Scopo Fuori dal campo visivo risulta essere molto più interessante di “solo” quello. Il libro risponde a una domanda che forse non ti sei mai posto: com’è vivere alla cieca? Non solo per strada, a casa, tra gli urti e i lividi, ma negli incontri quotidiani con le persone viste, la loro goffaggine – il più delle volte per ignoranza e inutile imbarazzo; nella progettazione dello spazio pubblico, nelle politiche di inclusione pasticciate o dimenticate, o nello stressante mal di testa dei camion durante i lavori o nel silenzio dei veicoli elettrici. Fuori dal campo visivo ci mette a confronto con le nostre reazioni e con ciò che diamo per scontato, e ci fa riflettere su ciò che abbiamo e su cosa succede a chi non ce l’ha.

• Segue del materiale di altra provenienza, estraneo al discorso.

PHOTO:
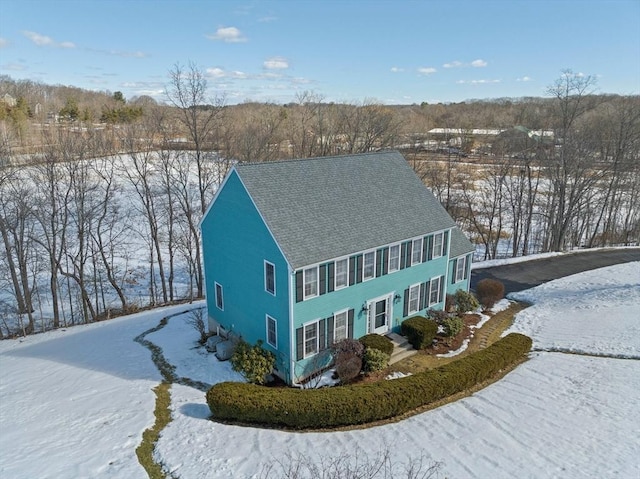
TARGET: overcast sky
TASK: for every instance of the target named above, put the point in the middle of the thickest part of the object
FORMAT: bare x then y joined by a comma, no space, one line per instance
394,52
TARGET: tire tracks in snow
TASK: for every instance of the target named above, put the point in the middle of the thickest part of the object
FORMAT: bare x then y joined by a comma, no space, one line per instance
169,377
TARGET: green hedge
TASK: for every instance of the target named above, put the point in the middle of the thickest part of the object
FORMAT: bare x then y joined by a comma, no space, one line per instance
376,341
361,403
420,331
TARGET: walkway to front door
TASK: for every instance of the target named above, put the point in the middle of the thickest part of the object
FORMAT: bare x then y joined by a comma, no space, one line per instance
380,314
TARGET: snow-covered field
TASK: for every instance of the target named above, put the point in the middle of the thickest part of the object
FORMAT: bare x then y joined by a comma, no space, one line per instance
74,403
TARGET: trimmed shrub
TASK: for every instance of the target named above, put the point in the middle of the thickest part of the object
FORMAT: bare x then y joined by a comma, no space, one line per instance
375,341
452,326
253,362
348,346
489,292
375,360
348,366
361,403
465,301
420,331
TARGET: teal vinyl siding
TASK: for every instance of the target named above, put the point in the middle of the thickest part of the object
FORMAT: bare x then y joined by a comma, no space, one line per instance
452,284
236,243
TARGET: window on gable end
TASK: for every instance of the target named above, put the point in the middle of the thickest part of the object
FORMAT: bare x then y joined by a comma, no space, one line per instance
438,243
219,297
416,251
341,273
270,278
272,332
369,265
311,282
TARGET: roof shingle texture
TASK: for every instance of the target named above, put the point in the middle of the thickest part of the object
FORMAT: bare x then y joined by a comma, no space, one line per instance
323,208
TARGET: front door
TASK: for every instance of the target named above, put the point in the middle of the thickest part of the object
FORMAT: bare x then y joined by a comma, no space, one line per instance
379,315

Impariamo anche molto, con un linguaggio molto delicato e acuto, sul famoso cane guida, come si ottiene, con quali mezzi e con quale intensità si stabilisce il rapporto, quale legame unisce l’animale e l’uomo. Un capitolo affascinante.

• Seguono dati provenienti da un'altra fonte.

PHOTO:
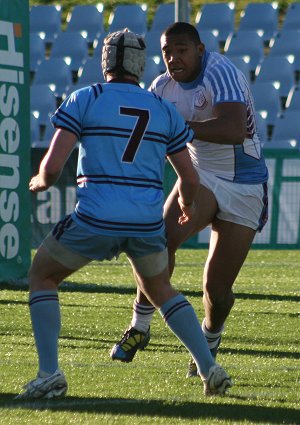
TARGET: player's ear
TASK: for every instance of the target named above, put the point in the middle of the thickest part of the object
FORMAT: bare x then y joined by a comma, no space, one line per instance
201,48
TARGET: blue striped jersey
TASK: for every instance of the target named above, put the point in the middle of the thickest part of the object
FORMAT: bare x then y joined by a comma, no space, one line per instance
219,81
124,133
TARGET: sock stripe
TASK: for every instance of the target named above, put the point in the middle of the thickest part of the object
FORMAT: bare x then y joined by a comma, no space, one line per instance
174,309
144,311
42,298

Il libro è tutt’altro che intriso di auto-miseria: Nicolas Moineau non si lamenta mai del suo destino. Lo ha fatto da adolescente, in ribellione contro la degenerazione della sua visione, il malessere dei suoi genitori e il futuro. Con la penna in mano, egli esercita sia il pathos oggettivato che l’autocritica, il bastone e la derisione spensierata, l’autoironia e simili, con l’aiuto in particolare di giochi di parole che ruotano quasi interamente attorno al senso della vista e al suo campo semantico. Insomma, una lettura insolita per una vita che solitamente non immaginiamo, una lettura deliziosa e istruttiva. Insomma, Nicolas Moineau non vede e così fa noi Vedere.